Renesans dawnego grodziska
Lata niepodległości Litwy, które przyniosły też wolność religijną, stały się czasem odrodzenia kultu w miejscach świętych. Mieszkańcy kraju nie musieli na nowo odkrywać Góry Krzyży, niemniej jednak stała się ona znana dla całego świata. Znacznie ku temu przyczyniła się wizyta papieża Jana Pawła II, który podczas podróży apostolskiej na Litwę celebrował tutaj Mszę św. i, jak zwyczaj nakazuje, pozostawił swój krzyż. Od tego czasu nastąpił swoisty renesans Góry Krzyży – coraz więcej pielgrzymów z różnych krajów Europy, jak i całego świata zaczęło ściągać do wsi Domantai, znajdującej się w gminie Meškuičiai w rejonie szawelskim.

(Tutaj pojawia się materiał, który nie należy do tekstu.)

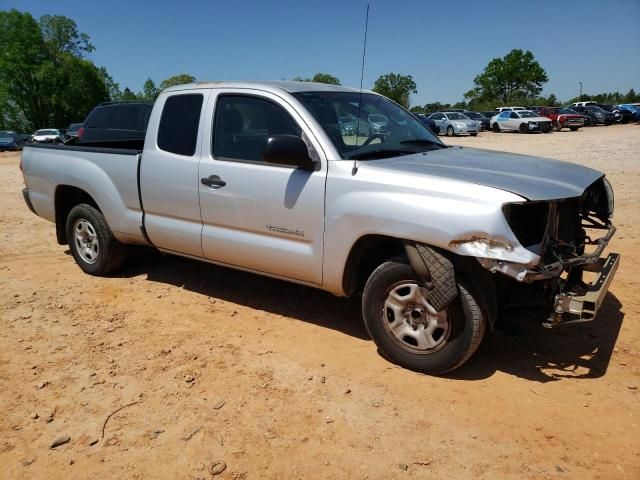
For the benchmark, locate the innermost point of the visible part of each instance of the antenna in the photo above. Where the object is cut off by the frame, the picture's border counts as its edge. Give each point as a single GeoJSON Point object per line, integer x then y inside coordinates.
{"type": "Point", "coordinates": [354, 170]}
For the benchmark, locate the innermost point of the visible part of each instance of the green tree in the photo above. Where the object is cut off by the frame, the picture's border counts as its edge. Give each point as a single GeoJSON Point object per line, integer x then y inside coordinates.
{"type": "Point", "coordinates": [320, 78]}
{"type": "Point", "coordinates": [516, 77]}
{"type": "Point", "coordinates": [44, 80]}
{"type": "Point", "coordinates": [396, 87]}
{"type": "Point", "coordinates": [128, 95]}
{"type": "Point", "coordinates": [325, 78]}
{"type": "Point", "coordinates": [149, 90]}
{"type": "Point", "coordinates": [176, 80]}
{"type": "Point", "coordinates": [61, 35]}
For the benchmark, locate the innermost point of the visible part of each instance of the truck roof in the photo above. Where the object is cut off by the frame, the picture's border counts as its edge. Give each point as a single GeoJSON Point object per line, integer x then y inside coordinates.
{"type": "Point", "coordinates": [290, 86]}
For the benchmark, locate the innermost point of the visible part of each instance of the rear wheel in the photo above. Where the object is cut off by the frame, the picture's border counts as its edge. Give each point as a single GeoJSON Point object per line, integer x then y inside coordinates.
{"type": "Point", "coordinates": [92, 244]}
{"type": "Point", "coordinates": [409, 331]}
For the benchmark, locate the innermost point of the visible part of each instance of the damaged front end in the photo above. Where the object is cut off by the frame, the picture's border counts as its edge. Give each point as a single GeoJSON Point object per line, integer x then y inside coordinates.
{"type": "Point", "coordinates": [568, 237]}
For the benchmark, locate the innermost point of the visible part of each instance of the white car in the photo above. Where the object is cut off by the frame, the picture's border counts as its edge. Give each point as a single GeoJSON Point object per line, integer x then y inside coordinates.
{"type": "Point", "coordinates": [502, 109]}
{"type": "Point", "coordinates": [455, 123]}
{"type": "Point", "coordinates": [49, 135]}
{"type": "Point", "coordinates": [523, 121]}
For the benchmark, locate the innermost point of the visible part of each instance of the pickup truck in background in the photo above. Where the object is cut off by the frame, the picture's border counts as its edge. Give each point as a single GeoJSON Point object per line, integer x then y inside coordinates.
{"type": "Point", "coordinates": [261, 177]}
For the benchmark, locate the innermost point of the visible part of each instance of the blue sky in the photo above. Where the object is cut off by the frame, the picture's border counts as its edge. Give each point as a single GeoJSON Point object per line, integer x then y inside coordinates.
{"type": "Point", "coordinates": [443, 45]}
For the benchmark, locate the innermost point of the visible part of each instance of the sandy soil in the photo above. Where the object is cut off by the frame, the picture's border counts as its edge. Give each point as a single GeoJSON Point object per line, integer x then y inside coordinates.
{"type": "Point", "coordinates": [281, 381]}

Wizyta na Górze Krzyży, dawnym grodzisku Jurgaičių, pozostawia niezatarty ślady u każdego, kto choć raz ją odwiedzi. Podobne wrażenie zrobiła na papieżu, skoro zaledwie kilka tygodni po wizycie na Litwie, gdy odwiedził włoskie sanktuarium La Verna (góra, na której św. Franciszek otrzymał stygmaty), zaproponował tamtejszym franciszkanom zbudowanie klasztoru nieopodal Góry Krzyży. Bracia ochoczo odpowiedzieli na propozycję Ojca Świętego i już w 2000 roku stanął tu klasztor, zaś franciszkanie przejęli duchową pieczę nad pielgrzymami, którzy zaglądają do tego zakątka Żmudzi.
Walka o krzyż
Nauka bowiem krzyża głupstwem jest dla tych, co idą na zatracenie, mocą Bożą zaś dla nas, którzy dostępujemy zbawienia. (...) Tak więc, gdy Żydzi żądają znaków, a Grecy szukają mądrości, my głosimy Chrystusa ukrzyżowanego, który jest zgorszeniem dla Żydów, a głupstwem dla pogan, dla tych zaś, którzy są powołani (…) Chrystusem, mocą Bożą i mądrością Bożą. To bowiem, co jest głupstwem u Boga, przewyższa mądrością ludzi, a co jest słabe u Boga, przewyższa mocą ludzi (1Kor 1,18.22-25) – głęboko do serca nasi przodkowie przyjęli naukę św. Pawła, gdyż swoją wierność krzyżowi manifestowali w latach prześladowań, narażając często własne życie.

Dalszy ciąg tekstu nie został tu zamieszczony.